Martha Beck points out something I was speaking about in my workshop on Saturday. Life isn’t actually linear, it’s a spiral. So we don’t heal and then forget an issue that is central to our life, we revisit it from different perspectives throughout our life, learning a bit more each time we do.
“As every life coach knows, the way we do anything is the way we do everything. The same thoughts that make me squirm in the labyrinth torture me when I’m writing, emailing, even sleeping. I should be going faster, getting somewhere. I should have more to show for this. I shouldn’t have to double back, to revisit old emotional issues, to wipe the same damn kitchen counter every day. These thoughts burble along just under the surface of my consciousness every day. They make me slightly anxious—okay, some days irrationally terrified—and lend a driven quality to moments when I could be relaxed and present.
I’ve heard the same comments from countless people, all schooled to the same obsession with forward progress. We set goals, draw flowcharts, march forward, criticize ourselves if we have to go back, if the same old stuff comes back to haunt us. We want to be DONE with things: the chronic pain, the haunting doubt, the bad relationship patterns, the grief of loss. We want to solve the maze and get out, to the place where we imagine there will be no problems to solve.
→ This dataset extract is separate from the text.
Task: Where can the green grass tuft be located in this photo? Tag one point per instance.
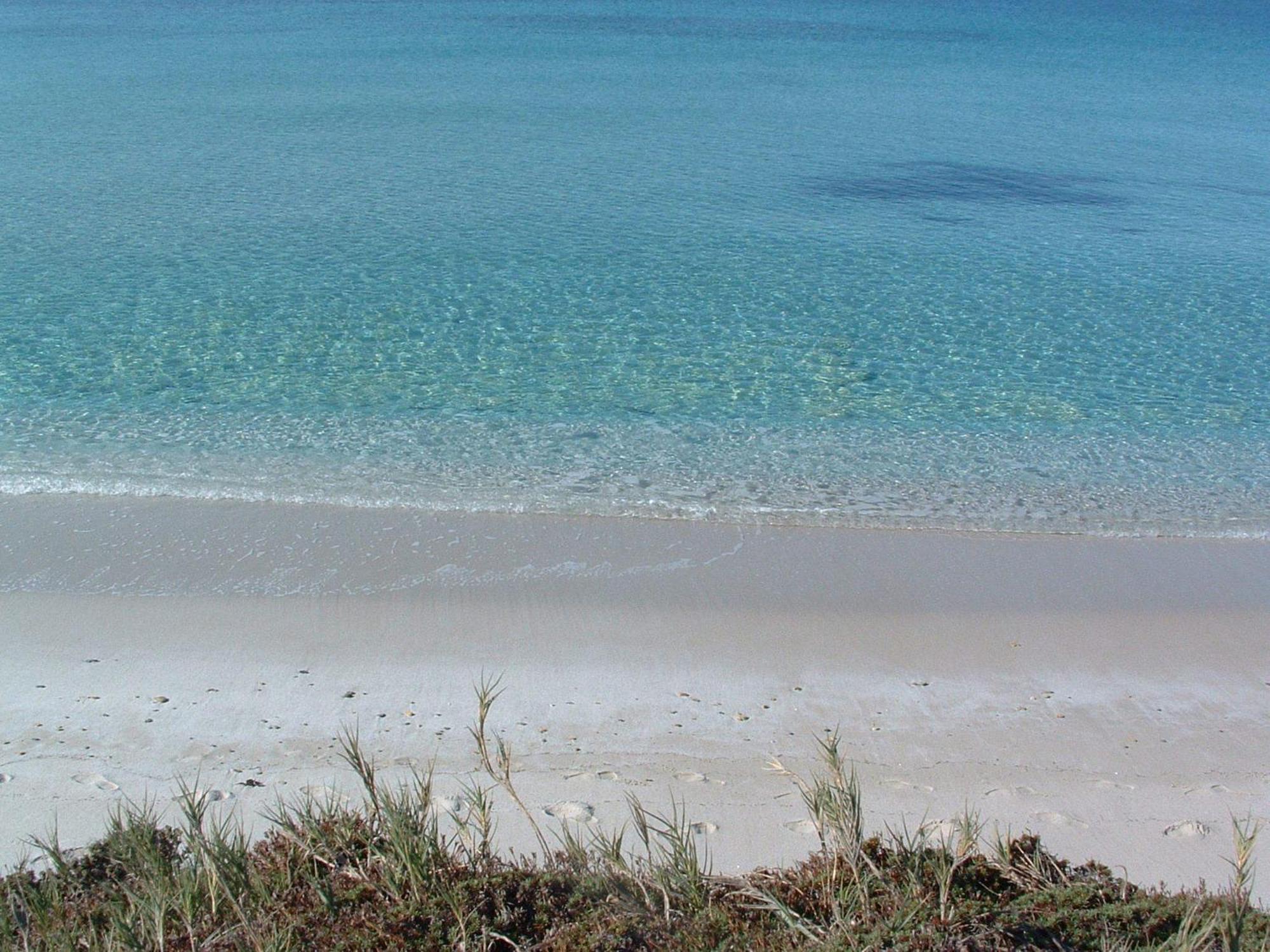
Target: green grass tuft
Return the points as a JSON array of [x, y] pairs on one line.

The labyrinth is teaching me to question the bits of driven, linear, achievement-based dysfunction that can make me miserable in a life of incredible blessings and good fortune. We didn’t enter life to get it done. There is no place not worth revisiting. We double back to find the pieces of ourselves that still clutch the same issues like a baby clutching its pacifier. Compassion invited us to this unbearably repetitive, slow, complex path of self-discovery, to show us that only when we surrender our idea of how things should be going do we notice that the entire thing is breathtakingly beautiful.”